Une arme de chantage !

Le chômage ne diminuera pas.

Ce « modèle » économique a besoin des chômeurs pour prospérer alors il en fabrique. Le taux de chômage actuel correspond « à son seuil d’équilibre » en dessous duquel il ne veut absolument pas descendre.

Aux revendications des travailleurs, il peut alors opposer l’impatience de millions de sans emplois - qu’il a volontairement créés - qui attendent que les places se libèrent.

Diviser pour régner est son adage.

Il rêve de pouvoir faire en France ce qu’il a réussi aux Etats-Unis dans les années 70-80 : contrôler les centrales syndicales et les transformer en obstacle à toute contestation. On peut penser que son rêve aboutira quand on voit les syndiqués de base s’employer, de plus en plus souvent, à désavouer leurs instances dirigeantes.

Le plein emploi est son pire ennemi .

Il ne faut donc pas s’étonner que les allègements fiscaux et les subventions publiques accordés aux entreprises ne s’accompagnent pas de créations d’emplois.

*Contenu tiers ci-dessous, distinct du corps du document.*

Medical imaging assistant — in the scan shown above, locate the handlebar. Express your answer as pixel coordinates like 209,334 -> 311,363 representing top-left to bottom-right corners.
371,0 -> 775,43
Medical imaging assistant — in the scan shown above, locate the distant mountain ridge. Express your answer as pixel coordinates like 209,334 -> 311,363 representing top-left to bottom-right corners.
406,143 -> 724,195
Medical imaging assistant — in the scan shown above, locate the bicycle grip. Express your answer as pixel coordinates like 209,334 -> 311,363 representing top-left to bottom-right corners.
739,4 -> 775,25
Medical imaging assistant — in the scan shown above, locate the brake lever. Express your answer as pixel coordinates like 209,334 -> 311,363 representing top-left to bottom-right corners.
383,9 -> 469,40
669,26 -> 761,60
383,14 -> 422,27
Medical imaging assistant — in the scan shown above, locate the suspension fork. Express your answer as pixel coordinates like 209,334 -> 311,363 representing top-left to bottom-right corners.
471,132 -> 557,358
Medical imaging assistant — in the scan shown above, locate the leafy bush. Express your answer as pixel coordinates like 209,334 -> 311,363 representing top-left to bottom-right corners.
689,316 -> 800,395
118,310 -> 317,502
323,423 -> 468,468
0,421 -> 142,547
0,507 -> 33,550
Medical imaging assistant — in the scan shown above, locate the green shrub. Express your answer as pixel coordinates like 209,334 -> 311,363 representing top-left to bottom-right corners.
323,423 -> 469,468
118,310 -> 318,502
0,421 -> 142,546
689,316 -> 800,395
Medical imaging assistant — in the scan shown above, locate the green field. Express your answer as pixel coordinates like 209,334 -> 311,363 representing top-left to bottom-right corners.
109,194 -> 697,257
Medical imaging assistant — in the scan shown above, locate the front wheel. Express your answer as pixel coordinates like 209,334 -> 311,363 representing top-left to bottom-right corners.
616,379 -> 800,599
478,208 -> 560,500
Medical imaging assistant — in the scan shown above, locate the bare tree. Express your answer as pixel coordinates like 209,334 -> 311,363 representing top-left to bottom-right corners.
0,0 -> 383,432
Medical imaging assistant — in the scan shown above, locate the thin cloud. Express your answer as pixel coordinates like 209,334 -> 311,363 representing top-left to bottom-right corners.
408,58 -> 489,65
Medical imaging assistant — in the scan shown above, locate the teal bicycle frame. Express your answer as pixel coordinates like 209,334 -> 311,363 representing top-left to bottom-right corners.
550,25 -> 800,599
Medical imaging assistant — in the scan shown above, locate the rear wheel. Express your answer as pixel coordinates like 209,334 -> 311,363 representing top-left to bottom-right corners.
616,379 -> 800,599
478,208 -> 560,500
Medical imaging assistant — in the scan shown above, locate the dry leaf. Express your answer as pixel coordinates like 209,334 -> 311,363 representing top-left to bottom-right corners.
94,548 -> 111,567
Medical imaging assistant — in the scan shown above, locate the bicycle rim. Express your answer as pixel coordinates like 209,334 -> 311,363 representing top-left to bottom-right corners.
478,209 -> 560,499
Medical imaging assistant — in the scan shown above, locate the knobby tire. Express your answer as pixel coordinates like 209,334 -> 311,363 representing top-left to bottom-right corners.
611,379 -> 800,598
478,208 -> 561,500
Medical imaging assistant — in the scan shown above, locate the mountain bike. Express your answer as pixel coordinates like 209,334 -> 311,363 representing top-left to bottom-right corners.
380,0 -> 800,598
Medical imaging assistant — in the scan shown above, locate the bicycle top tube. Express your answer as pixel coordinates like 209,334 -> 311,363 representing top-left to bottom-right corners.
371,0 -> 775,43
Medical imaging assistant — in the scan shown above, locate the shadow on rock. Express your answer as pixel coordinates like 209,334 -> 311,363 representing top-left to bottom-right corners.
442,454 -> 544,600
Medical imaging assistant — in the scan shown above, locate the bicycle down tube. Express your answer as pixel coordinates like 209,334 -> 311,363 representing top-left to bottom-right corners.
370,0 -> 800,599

Aucune contrepartie n’étant demandée, les aides de l’Etat sont immanquablement transformées en bénéfices pour les chefs d’entreprises ou pour les actionnaires. Que les gouvernements socialistes aient largement participé à cette mascarade est particulièrement détestable, ils ont incontestablement trompé leurs électeurs. Et le fait de se déclarer (après les élections) « sociaux libéraux » - un monstre à deux têtes ? - ne peut calmer l’amertume.

Les plus faibles sont toujours plus opprimés.

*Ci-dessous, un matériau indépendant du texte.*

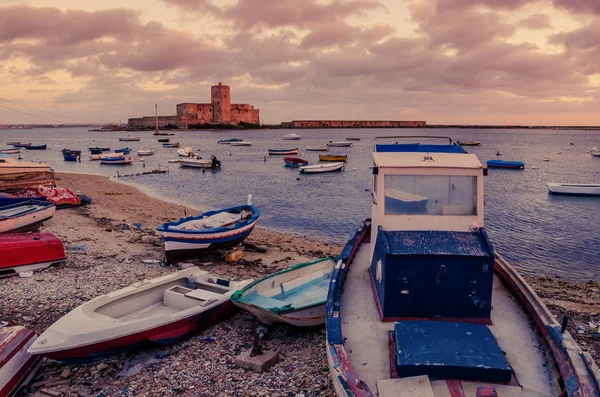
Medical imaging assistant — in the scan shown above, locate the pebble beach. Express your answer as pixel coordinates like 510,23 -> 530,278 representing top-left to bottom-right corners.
0,173 -> 600,397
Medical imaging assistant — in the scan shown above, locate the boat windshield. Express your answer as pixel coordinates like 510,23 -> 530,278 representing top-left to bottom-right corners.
384,175 -> 477,216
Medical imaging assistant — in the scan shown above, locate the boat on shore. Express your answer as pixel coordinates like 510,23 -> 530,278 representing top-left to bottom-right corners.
231,257 -> 336,327
0,233 -> 67,277
0,199 -> 56,233
283,157 -> 308,168
0,326 -> 40,396
319,154 -> 348,161
269,148 -> 298,155
487,160 -> 525,170
28,267 -> 251,364
157,205 -> 260,262
548,182 -> 600,196
327,141 -> 352,147
300,162 -> 344,174
100,153 -> 133,165
326,137 -> 600,397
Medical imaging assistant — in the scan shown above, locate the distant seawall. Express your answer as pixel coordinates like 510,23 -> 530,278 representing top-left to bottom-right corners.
281,120 -> 427,128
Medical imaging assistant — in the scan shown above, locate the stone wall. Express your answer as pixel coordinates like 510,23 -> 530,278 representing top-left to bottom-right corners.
289,120 -> 426,128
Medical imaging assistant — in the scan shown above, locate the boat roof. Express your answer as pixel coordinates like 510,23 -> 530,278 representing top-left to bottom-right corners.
373,152 -> 483,169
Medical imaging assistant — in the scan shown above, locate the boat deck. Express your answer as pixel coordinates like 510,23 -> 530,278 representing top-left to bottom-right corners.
340,244 -> 560,397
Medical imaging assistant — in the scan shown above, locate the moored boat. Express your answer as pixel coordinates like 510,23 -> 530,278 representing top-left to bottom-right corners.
548,182 -> 600,196
300,162 -> 344,174
269,148 -> 298,155
0,326 -> 40,397
487,160 -> 525,170
0,200 -> 56,233
28,267 -> 251,363
327,141 -> 352,147
283,157 -> 308,168
157,205 -> 260,262
0,233 -> 67,276
319,153 -> 348,161
231,257 -> 336,327
326,137 -> 600,397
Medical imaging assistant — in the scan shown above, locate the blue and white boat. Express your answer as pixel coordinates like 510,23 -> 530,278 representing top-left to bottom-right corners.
487,160 -> 525,170
157,205 -> 260,262
231,257 -> 336,327
0,198 -> 56,233
326,137 -> 600,397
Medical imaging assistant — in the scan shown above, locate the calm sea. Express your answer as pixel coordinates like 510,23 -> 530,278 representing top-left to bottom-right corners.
0,128 -> 600,280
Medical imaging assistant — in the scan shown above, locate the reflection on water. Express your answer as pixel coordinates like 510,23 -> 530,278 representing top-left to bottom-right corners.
0,128 -> 600,280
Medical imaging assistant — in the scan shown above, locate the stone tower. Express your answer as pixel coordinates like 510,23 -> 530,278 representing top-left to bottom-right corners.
210,82 -> 231,124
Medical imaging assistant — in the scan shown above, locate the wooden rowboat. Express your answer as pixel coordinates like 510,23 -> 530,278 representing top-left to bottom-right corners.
29,267 -> 251,363
231,257 -> 336,327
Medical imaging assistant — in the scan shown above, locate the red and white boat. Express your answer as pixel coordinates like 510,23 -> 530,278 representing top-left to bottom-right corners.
29,267 -> 252,363
0,233 -> 67,275
0,327 -> 40,397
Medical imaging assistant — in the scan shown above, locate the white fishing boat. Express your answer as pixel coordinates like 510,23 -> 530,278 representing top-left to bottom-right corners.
300,163 -> 344,174
29,267 -> 251,363
548,183 -> 600,196
327,141 -> 352,147
179,156 -> 221,168
0,326 -> 40,397
231,258 -> 336,327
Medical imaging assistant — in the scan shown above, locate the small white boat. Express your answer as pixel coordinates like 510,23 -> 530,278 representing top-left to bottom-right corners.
548,183 -> 600,196
282,133 -> 302,141
231,258 -> 336,327
29,267 -> 251,363
327,142 -> 352,147
0,326 -> 40,396
300,163 -> 344,174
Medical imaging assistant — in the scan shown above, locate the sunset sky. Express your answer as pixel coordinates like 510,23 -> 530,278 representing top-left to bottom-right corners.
0,0 -> 600,125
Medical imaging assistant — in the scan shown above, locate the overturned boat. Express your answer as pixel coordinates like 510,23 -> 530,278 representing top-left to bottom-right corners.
29,267 -> 252,363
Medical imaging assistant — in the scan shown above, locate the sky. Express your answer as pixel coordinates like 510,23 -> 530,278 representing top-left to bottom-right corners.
0,0 -> 600,125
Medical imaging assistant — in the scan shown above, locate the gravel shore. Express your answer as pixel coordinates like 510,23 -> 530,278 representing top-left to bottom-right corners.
0,174 -> 600,397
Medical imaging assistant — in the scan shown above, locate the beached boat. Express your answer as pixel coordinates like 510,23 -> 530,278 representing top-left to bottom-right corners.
487,160 -> 525,169
29,267 -> 251,363
548,183 -> 600,196
319,153 -> 348,161
217,138 -> 243,145
231,258 -> 336,327
326,137 -> 599,397
0,200 -> 56,233
269,148 -> 298,155
0,148 -> 21,154
283,157 -> 308,168
25,145 -> 47,150
300,163 -> 344,174
306,146 -> 329,152
0,233 -> 67,277
456,141 -> 481,146
179,156 -> 221,168
157,205 -> 260,262
0,326 -> 40,397
100,156 -> 133,164
327,141 -> 352,147
119,135 -> 142,142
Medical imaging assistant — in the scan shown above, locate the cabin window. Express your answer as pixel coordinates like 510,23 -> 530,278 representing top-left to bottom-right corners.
384,175 -> 477,216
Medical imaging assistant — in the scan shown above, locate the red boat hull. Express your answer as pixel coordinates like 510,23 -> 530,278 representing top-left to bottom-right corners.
0,233 -> 67,271
42,300 -> 238,364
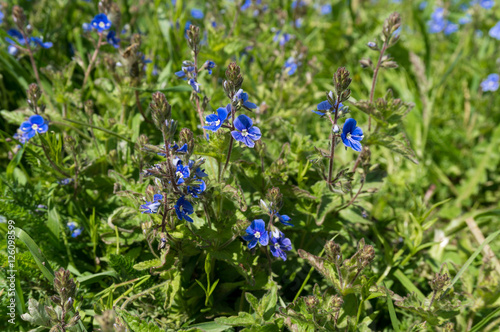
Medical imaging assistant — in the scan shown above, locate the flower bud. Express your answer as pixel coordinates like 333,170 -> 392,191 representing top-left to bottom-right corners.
12,6 -> 26,31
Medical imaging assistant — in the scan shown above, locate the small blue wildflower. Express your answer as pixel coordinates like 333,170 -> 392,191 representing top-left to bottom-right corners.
276,212 -> 293,226
13,133 -> 29,145
320,4 -> 332,15
31,37 -> 53,48
106,30 -> 120,48
188,180 -> 207,198
233,89 -> 257,109
285,57 -> 298,76
191,8 -> 205,20
479,0 -> 495,9
273,30 -> 292,46
481,74 -> 499,92
269,232 -> 292,261
488,21 -> 500,40
203,104 -> 231,132
231,114 -> 262,148
90,13 -> 111,33
19,114 -> 49,139
175,65 -> 195,80
243,219 -> 269,249
71,228 -> 82,238
203,60 -> 215,75
57,178 -> 73,186
82,23 -> 92,32
340,118 -> 363,152
175,161 -> 191,184
188,78 -> 200,93
443,21 -> 458,36
312,100 -> 344,116
174,196 -> 194,222
66,221 -> 78,232
240,0 -> 252,11
141,194 -> 163,213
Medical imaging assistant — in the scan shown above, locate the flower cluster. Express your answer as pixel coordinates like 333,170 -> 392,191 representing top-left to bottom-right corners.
243,188 -> 293,261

Ce système s’applique à ne laisser aucun répit aux demandeurs d’emplois. Il ignore la maxime de Charles Nodier : Ce qu’il y a de plus bas au monde, c’est de mortifier la pauvreté. Il s’agit de les faire souffrir suffisamment, les affamer même, pour qu’ils « envient », voire même détestent, ceux qui travaillent et qui, pourtant, n’arrivent même plus à vivre décemment. Il peut alors se livrer pleinement à son ignominie préférée : le chantage à l’emploi (restructuration, délocalisation, licenciement...). Il est en mesure d’imposer ses conditions : travailler plus pour gagner moins.

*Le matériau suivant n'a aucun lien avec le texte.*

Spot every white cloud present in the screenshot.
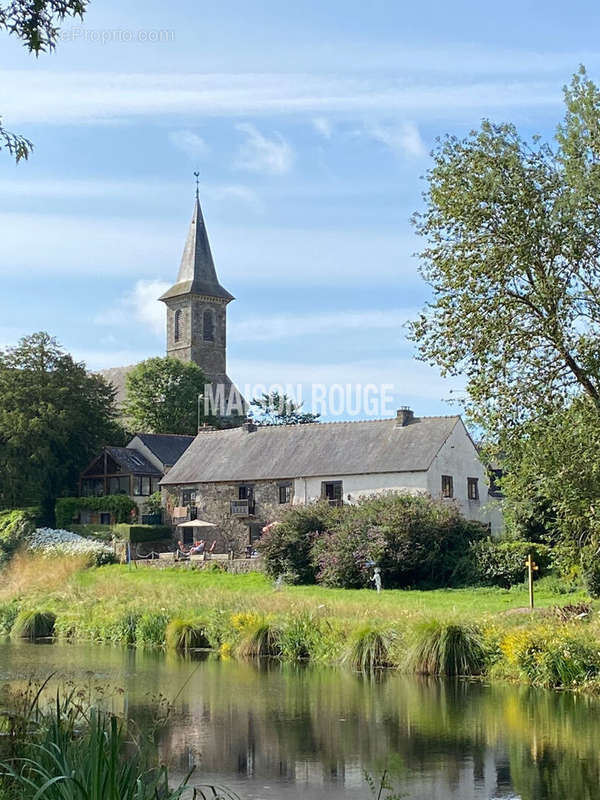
[2,70,561,125]
[235,123,294,175]
[94,280,170,336]
[365,122,427,158]
[0,212,421,291]
[313,117,333,139]
[169,130,209,158]
[229,309,416,342]
[229,357,464,414]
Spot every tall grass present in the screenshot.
[237,619,281,658]
[165,619,210,650]
[10,611,56,641]
[0,552,88,600]
[344,625,392,672]
[407,620,485,676]
[0,694,189,800]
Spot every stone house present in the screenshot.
[79,433,194,524]
[160,408,502,552]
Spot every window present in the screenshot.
[279,483,292,504]
[442,475,454,497]
[467,478,479,500]
[133,475,151,497]
[181,489,196,506]
[321,481,344,506]
[173,308,183,342]
[238,486,254,500]
[202,308,215,342]
[108,475,129,494]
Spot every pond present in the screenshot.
[0,643,600,800]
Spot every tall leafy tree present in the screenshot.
[123,358,214,434]
[0,0,89,162]
[412,68,600,545]
[412,68,600,428]
[0,333,117,521]
[250,392,320,425]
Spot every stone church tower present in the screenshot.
[159,189,234,390]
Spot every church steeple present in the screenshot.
[160,191,234,302]
[159,188,234,385]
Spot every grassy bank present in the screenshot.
[0,560,600,689]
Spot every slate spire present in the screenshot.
[159,188,234,302]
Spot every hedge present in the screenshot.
[113,524,171,544]
[54,494,137,530]
[471,538,550,588]
[0,509,36,567]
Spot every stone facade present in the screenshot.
[163,480,294,555]
[165,294,227,380]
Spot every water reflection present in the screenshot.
[0,644,600,800]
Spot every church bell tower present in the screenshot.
[159,186,234,385]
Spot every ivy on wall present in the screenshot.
[55,494,137,529]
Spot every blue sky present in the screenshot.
[0,0,600,422]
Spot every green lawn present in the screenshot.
[71,566,585,620]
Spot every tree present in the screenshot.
[123,358,214,435]
[0,333,117,522]
[0,0,89,163]
[412,68,600,431]
[250,391,320,425]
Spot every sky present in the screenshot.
[0,0,600,418]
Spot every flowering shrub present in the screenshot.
[25,528,114,566]
[313,519,386,589]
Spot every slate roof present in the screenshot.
[136,433,194,467]
[159,194,234,302]
[106,447,162,477]
[161,416,460,486]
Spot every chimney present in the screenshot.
[396,406,415,428]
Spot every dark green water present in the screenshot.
[0,643,600,800]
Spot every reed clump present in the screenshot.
[165,619,211,651]
[344,625,393,672]
[10,610,56,641]
[237,619,281,658]
[406,620,486,676]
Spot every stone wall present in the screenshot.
[163,481,293,554]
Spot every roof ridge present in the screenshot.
[134,433,196,439]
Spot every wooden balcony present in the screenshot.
[229,500,254,517]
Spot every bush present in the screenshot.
[166,619,210,650]
[407,620,486,676]
[501,629,600,689]
[471,537,551,588]
[0,602,19,636]
[581,547,600,597]
[135,611,169,647]
[257,503,340,583]
[0,510,35,568]
[366,494,487,588]
[11,611,56,641]
[54,494,137,528]
[311,518,386,589]
[113,523,171,544]
[345,625,392,672]
[258,492,487,588]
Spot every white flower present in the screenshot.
[25,528,112,556]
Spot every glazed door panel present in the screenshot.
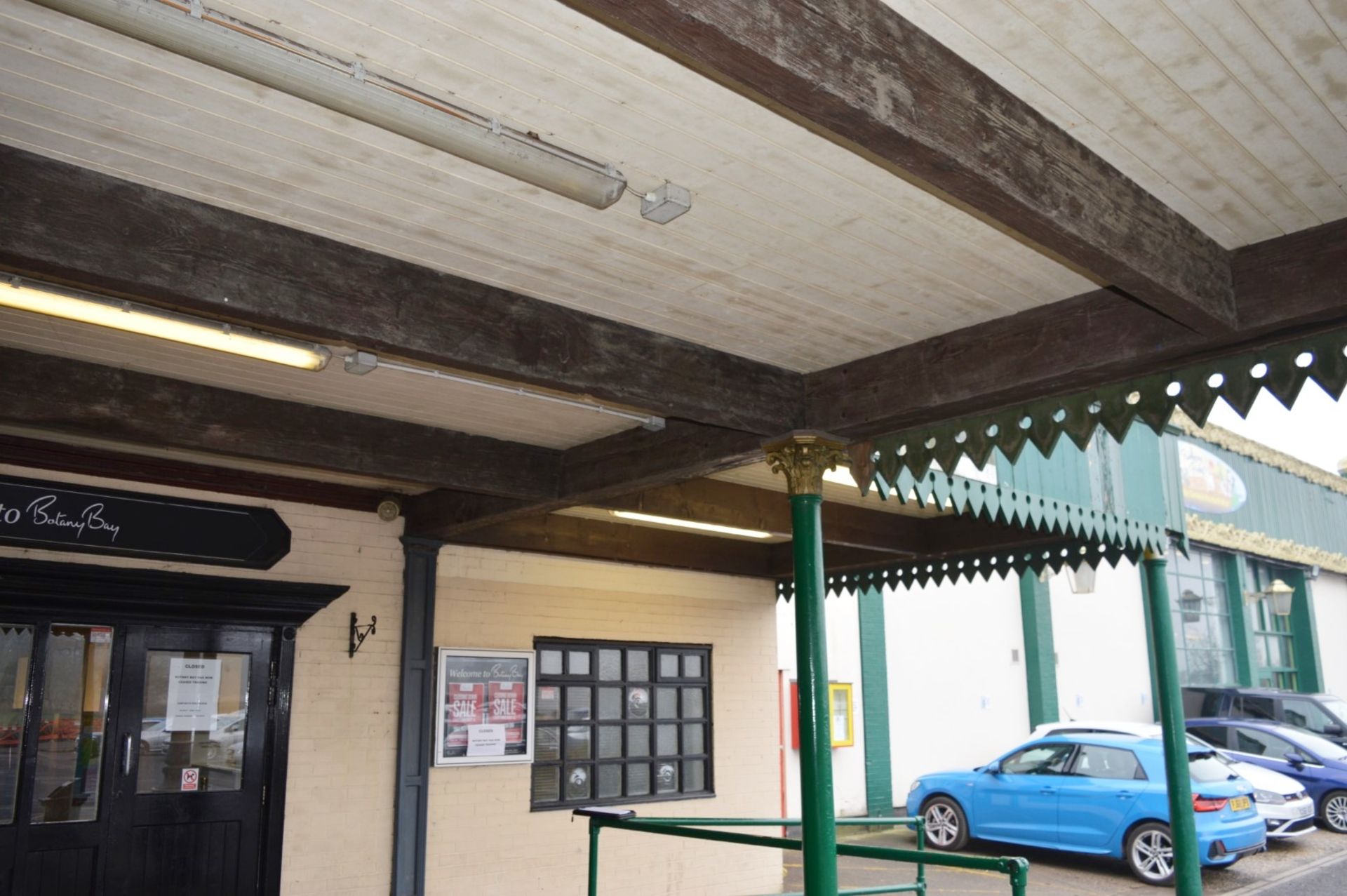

L’U.M.P., avec son chef de file adorateur du modèle étasunien pourvoyeur d’injustices sociales , bras armé du patronat, exécute les ordres qu’il reçoit sans états d’âme. Il s’agit d’asseoir le joug de l’ultralibéralisme, pendant qu’elle a encore tout le pouvoir, en se cachant derrière la mondialisation alors que c’est un choix politique, idéologique. Il y a urgence pour l’UMP, elle a bien compris que sa doctrine a été clairement désavouée par les français le 29 mai 2005. L’échéance 2007 n’étant pas si éloignée, il est à parier que la cadence d’adoption de mesures anti-sociales va s’accélérer au cours de l’année à venir.

Arnaud Montebourg disait à Raymond Barre - encore un néolibéral forcené -, lors d’une émission télévisée, que s’adapter à la mondialisation n’est pas une fatalité, que le bien-être des hommes doit primer. Il estime qu’un autre monde est possible. Le pouvoir ne devrait être confié qu’à des personnes adoptant cette philosophie.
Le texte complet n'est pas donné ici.